Monday 17 October 2011

The Killing Moon


On holiday last week, as well as not particularly enjoying The Psychopath Test, I read a couple of other books. The first of which was Scrivener’s Moon, by Philip Reeve, the third prequel to the Mortal Engines series.

If you haven’t read the Mortal Engines series, I can’t recommend it too highly. I’d put it above Harry Potter, in terms of character, writing style, humour, imagination, and in particular, in terms of plotting. Reeve pulls fantastic twists out of nowhere. The good guys don’t necessarily survive. The only real flaw with the books is that I’m reading them as a 38-year-old, when they would have taken the top of my head off if I had read them thirty years ago.

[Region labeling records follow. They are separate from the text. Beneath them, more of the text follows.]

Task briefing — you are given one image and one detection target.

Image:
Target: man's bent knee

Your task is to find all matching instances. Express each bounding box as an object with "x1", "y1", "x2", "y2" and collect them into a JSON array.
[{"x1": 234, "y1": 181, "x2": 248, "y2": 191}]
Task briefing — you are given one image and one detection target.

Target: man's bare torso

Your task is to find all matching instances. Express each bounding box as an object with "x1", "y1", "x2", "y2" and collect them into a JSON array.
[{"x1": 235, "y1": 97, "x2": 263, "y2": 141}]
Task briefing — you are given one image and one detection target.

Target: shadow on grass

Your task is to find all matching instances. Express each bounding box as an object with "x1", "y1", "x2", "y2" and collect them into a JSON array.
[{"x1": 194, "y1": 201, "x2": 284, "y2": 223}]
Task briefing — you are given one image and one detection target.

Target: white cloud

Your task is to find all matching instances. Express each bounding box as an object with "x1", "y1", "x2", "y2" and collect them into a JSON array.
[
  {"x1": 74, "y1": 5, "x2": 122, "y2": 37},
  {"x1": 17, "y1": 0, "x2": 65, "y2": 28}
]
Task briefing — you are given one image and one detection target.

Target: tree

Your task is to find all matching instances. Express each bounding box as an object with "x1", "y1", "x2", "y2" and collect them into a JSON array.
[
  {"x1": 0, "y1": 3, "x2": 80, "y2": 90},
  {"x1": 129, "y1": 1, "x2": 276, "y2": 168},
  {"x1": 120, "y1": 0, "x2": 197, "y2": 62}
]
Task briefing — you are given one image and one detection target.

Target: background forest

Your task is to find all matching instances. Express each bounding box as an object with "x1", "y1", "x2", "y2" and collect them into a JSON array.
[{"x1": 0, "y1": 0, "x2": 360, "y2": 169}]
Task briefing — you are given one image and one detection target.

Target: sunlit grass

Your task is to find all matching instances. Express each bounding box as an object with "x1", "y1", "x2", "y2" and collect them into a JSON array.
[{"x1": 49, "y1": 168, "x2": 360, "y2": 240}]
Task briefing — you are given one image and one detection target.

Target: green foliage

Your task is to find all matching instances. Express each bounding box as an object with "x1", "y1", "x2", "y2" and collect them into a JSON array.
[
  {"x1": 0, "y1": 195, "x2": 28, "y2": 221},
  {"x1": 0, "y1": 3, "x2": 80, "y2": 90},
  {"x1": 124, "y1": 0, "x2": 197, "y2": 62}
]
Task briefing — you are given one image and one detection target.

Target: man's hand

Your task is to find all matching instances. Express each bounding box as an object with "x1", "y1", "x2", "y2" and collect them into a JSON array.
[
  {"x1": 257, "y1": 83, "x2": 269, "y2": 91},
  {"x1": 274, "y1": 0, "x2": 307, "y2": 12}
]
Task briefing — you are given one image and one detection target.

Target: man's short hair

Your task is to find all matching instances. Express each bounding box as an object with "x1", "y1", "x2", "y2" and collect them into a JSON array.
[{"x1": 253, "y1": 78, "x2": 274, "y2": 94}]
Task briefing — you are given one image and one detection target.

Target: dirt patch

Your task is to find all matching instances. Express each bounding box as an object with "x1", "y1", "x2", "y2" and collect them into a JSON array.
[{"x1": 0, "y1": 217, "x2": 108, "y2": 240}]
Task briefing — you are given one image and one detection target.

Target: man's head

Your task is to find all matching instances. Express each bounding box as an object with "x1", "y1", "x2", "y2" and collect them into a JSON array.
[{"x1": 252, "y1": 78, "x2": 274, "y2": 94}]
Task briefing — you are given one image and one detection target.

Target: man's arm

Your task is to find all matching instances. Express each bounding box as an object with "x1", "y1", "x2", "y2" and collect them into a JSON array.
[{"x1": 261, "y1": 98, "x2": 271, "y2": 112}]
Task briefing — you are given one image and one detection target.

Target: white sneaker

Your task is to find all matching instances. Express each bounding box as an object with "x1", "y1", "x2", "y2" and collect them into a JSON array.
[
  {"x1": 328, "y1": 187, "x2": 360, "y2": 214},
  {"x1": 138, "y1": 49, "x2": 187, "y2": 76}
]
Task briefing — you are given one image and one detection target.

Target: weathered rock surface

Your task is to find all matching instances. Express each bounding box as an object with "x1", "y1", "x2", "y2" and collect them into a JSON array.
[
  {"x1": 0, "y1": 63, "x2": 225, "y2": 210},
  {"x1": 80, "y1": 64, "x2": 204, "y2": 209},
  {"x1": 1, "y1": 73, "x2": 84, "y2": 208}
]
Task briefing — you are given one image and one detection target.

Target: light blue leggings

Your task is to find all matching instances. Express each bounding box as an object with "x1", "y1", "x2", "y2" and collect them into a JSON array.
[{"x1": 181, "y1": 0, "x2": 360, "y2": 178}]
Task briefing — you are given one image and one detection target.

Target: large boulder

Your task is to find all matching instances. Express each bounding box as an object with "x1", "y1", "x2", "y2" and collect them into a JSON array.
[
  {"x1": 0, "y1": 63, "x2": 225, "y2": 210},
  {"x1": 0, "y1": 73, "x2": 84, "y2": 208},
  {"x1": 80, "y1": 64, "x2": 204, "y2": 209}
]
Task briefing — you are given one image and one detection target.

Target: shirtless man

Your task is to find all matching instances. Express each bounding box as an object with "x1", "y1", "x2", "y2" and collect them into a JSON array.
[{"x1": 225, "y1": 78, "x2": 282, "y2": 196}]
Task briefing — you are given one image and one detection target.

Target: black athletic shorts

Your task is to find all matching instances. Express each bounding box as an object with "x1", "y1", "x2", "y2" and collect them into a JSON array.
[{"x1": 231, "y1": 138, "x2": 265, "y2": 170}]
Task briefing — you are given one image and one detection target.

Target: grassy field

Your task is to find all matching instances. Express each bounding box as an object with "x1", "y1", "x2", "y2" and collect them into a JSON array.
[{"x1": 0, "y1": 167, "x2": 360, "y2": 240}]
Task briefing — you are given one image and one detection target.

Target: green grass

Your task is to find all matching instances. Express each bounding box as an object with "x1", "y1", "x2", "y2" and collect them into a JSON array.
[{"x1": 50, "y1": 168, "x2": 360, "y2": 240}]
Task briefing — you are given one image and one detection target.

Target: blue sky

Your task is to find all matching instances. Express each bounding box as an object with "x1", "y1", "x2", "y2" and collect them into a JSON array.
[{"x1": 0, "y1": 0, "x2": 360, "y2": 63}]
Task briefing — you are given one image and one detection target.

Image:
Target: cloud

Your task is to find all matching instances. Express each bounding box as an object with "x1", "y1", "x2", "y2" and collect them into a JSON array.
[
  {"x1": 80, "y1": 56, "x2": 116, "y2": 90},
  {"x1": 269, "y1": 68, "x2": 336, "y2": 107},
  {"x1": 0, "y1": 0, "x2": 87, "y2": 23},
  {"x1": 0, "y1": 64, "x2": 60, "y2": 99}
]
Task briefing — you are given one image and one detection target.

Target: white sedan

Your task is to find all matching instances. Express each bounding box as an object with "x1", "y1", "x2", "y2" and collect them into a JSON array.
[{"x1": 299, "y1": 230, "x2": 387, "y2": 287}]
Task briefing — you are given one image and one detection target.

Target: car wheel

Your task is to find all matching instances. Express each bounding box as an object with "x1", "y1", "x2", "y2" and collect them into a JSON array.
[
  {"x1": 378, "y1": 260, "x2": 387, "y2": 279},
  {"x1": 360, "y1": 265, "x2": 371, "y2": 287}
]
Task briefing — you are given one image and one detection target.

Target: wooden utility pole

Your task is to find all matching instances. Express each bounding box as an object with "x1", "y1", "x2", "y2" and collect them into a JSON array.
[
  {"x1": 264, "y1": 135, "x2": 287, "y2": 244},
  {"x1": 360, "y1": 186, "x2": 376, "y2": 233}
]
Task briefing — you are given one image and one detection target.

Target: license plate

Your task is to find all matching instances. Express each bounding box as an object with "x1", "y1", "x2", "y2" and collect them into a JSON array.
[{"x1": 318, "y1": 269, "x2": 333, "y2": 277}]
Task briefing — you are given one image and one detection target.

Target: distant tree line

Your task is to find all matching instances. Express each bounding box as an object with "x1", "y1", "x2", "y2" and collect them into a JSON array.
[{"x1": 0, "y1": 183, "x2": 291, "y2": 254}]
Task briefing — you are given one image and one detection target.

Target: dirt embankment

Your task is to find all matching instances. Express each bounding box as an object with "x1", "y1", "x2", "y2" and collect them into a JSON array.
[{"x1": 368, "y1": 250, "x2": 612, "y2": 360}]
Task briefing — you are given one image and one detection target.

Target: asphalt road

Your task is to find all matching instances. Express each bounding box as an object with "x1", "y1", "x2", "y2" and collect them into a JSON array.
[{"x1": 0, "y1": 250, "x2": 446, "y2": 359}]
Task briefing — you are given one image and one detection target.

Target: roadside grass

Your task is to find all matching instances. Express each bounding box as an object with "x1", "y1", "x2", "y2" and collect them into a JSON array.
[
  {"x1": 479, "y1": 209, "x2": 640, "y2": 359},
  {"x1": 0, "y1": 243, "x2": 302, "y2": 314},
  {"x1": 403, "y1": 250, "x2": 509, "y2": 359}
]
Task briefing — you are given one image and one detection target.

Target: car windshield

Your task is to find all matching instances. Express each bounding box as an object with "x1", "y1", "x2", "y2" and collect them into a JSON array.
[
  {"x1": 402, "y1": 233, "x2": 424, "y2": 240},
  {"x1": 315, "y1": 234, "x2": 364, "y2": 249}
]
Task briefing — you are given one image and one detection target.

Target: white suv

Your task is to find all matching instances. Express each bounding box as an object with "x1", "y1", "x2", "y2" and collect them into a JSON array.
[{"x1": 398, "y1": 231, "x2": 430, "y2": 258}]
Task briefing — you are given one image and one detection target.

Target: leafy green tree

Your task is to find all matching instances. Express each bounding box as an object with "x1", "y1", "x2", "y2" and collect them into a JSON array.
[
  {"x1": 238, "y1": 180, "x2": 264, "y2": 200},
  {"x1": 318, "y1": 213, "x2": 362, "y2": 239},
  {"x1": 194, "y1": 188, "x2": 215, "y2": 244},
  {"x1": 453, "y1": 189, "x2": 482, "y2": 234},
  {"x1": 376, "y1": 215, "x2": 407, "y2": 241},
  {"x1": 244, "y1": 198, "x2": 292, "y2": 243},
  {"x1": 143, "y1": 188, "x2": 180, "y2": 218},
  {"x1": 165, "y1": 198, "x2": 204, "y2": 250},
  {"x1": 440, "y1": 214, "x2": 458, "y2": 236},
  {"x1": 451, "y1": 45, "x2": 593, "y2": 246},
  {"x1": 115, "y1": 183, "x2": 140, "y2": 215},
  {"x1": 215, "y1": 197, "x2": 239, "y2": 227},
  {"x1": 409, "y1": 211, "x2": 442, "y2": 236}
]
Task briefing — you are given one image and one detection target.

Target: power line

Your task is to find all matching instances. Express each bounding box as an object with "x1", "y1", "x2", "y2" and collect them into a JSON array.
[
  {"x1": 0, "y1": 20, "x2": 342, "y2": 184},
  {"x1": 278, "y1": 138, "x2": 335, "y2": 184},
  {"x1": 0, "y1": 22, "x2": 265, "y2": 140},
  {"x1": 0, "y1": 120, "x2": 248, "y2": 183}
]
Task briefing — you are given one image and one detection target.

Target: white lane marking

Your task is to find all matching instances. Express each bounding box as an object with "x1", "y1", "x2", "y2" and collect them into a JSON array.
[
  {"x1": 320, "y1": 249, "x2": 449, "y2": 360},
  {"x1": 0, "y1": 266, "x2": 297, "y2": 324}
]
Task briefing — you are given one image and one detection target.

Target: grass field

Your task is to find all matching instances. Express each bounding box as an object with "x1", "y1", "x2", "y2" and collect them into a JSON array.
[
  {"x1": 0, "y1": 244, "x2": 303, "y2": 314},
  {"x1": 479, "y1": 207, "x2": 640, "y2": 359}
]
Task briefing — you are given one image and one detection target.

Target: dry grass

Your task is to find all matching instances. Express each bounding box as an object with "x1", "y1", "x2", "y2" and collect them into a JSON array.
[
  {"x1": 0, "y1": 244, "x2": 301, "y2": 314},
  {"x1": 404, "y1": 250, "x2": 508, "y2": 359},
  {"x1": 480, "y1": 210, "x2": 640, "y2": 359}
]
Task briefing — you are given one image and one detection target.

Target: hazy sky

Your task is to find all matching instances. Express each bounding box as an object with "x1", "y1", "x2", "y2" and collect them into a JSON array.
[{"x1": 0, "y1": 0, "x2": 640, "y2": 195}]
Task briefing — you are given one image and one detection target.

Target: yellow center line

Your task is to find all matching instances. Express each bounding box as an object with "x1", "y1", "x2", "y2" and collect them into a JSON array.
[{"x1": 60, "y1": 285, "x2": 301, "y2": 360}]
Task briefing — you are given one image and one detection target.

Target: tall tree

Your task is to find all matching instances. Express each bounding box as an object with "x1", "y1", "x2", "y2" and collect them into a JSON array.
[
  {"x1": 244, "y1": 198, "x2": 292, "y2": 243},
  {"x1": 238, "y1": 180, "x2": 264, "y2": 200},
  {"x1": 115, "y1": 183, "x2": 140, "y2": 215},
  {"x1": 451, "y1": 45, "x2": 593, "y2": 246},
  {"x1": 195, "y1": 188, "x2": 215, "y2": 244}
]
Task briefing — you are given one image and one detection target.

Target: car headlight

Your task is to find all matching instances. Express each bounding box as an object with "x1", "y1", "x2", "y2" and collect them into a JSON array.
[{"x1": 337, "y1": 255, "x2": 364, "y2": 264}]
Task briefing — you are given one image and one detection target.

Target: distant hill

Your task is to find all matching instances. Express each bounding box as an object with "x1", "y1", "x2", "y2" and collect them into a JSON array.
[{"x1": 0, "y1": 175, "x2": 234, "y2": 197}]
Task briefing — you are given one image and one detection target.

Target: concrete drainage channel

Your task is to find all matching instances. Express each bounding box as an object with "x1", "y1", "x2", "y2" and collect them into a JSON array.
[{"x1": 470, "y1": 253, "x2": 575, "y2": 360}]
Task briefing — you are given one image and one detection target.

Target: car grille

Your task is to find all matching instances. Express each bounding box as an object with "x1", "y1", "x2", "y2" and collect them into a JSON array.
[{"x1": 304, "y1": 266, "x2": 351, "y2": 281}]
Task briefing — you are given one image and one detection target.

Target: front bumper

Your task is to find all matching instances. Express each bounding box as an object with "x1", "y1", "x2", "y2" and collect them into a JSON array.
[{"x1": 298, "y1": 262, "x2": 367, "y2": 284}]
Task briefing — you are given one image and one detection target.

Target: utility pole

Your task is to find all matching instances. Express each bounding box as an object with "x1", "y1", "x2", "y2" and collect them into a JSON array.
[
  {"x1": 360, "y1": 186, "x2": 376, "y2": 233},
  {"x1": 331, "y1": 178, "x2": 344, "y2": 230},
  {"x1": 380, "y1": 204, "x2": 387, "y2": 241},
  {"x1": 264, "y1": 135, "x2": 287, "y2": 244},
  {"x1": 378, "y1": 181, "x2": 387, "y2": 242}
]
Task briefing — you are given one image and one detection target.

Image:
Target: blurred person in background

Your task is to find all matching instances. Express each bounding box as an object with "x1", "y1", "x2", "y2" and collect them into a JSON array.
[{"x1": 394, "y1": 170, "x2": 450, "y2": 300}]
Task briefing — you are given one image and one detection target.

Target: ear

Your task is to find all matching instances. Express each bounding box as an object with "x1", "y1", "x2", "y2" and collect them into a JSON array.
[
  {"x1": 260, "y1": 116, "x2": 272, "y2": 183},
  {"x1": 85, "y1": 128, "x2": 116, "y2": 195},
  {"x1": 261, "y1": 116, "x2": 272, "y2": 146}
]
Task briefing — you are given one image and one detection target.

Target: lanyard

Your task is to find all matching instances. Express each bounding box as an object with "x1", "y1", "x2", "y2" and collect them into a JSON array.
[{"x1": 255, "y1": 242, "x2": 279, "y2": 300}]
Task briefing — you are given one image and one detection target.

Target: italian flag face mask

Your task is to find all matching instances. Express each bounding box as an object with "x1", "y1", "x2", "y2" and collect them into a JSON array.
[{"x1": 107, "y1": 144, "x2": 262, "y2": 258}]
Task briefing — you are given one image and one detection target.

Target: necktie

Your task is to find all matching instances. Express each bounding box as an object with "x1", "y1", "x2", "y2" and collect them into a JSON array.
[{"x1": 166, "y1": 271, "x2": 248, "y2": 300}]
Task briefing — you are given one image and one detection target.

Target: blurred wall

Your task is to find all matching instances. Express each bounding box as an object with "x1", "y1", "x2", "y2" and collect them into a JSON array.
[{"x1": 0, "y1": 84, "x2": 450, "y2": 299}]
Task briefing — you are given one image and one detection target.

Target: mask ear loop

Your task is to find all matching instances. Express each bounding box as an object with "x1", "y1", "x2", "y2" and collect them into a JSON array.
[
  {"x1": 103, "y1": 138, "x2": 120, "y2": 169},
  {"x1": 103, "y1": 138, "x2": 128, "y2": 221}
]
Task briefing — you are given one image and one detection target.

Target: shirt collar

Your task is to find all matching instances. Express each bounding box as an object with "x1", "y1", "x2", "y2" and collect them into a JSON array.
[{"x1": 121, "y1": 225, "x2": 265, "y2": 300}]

The books are set in a post-apocalyptic future, and concern cities on wheels roaming the ruined Earth eating each other. At this point I can imagine your eyes glazing over so I should leap in and say that you’ll enjoy these books even if you don’t enjoy science fiction, they’re not steampunk, and while you’ll probably find them in the young adults section of Waterstone’s they’re as full of adult themes as anything you’ll find in the Alphabetical By Author section.

Scrivener’s Moon is one of best books in the series, if not the very best. I wasn’t totally blown away by its rather sedentary predecessor, Fever Crumb, but this book has it all. Action. Adventure. Death. Incredible battles. Mysterious pyramids. Mammoths. Explosions. Knife tricks. A joke about Ken Livingstone. A fabulous heroine in Fever Crumb and a brilliantly – brilliantly – characterised anti-hero in Charley Shallow. And most excitingly of all, it has the scene where...  spoilers. I read through the whole thing in one sitting, in about five hours (it’s not a short book).

But if you haven’t read the rest of the Mortal Engines series, you’ve got another six books to read first.  Buy and read them all. I can think of no books that I wish more that I had written, and there is no higher recommendation.